Some nights Flora lay in the white sheets and imagined herself back into the cabin in the Back Valley, her bare body against fir boughs wrapped in homespun, crushed in the arms of a man who now was dead in France's soil. What a distance he had gone from her and how ironic that she had moved into the landscape of his childhood while he had moved far beyond it into a country unknown to her. For a time they had occupied a box canyon, protected by walls of stone and the smell of wild grasses in the dry air. Like William de Longespee, Gus would soon be bones, and then dust. But that good knight had come back from France where he had gone in service to his king and had been buried in the church of his own parish. And Gus, in a place far from his home. When she remembered the shape of his body upon hers, pressed into her flesh, it was though she carried the effigy of him, privately, unseen by any but her.

SEVENTEEN

October 1915

“Have you thought about what you might do?” Ann asked in response to Flora's comment that her allowance had been severely reduced. A letter had come from England, her parents complaining of frozen assets, certain funds unavailable, her trust fund from her grandfather included. What was not said loomed large between the lines.

“I have. As you know, I tried the hospital, which seemed the most likely place for a gentlewoman trained in needlework and little else—I was willing to clean, work in the laundry, make dressings—but am deemed a fallen woman, it would appear.”

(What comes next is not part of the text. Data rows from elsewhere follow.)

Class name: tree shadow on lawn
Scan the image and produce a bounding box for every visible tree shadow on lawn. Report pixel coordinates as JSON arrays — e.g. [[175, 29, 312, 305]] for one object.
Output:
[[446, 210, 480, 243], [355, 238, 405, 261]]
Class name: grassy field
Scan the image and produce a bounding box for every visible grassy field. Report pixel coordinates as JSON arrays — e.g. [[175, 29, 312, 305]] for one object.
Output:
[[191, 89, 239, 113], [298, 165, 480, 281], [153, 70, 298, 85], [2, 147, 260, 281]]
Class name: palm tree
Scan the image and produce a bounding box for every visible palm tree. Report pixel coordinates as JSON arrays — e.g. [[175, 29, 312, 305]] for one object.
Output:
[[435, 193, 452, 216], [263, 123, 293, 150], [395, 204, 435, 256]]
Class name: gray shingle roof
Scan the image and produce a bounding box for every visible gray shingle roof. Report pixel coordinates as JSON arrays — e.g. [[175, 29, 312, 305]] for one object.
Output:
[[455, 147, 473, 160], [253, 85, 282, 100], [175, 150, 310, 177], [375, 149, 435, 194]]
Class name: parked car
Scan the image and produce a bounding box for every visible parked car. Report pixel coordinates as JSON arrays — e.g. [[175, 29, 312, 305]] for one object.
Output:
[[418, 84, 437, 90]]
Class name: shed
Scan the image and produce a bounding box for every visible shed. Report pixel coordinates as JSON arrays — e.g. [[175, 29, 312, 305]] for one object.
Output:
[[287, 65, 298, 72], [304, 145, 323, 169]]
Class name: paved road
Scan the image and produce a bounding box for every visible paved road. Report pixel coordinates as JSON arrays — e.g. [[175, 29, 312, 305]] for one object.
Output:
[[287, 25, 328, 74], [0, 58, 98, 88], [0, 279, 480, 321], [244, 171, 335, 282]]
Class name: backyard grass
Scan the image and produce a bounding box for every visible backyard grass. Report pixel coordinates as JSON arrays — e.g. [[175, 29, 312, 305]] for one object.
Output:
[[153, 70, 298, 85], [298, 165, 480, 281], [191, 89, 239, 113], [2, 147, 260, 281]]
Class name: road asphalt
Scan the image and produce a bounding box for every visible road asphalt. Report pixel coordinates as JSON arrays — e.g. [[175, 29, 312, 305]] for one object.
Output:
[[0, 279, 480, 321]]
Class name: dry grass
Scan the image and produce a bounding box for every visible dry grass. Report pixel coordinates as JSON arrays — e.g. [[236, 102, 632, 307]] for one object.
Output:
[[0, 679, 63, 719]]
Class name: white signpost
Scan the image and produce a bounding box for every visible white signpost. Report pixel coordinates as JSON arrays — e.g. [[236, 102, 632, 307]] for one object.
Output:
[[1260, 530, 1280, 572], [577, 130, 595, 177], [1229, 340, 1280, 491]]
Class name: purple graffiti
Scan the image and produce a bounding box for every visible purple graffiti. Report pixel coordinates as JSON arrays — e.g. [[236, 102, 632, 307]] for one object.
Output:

Flora laughed as she remembered the nun's grim face, tight lips explaining that an unmarried mother might not be the best choice to mop floors for those suffering illness or convalescing after childbirth themselves.

“I was walking Grace around the block this morning and stopped to talk to nice Mr. Stewart at the monumental works. I told him I didn't expect to find the mayor working stone with a chisel! But he said he likes to keep his hand in at the business. I admired the piece of pink granite he was cutting and then he asked out of the blue if I painted. Not really, I said, although I have developed patterns for needlepoint and have had some training in design, however sporadic. I sketch, I told him, and have tried my hand at colour washes over India ink. It turns out an acquaintance of his is very short-staffed and needs someone to paint fireplace tiles. I know just what he means. You have plain tiles round your fireplace, Ann, but you must have seen the beautiful ones designed by, oh, William Morris for one. Another William—de Morgan—, Charles Vosey, and another Charles, Charles Rennie Mackintosh. Flowers, emblems, even frescoes. Do you know what I mean?”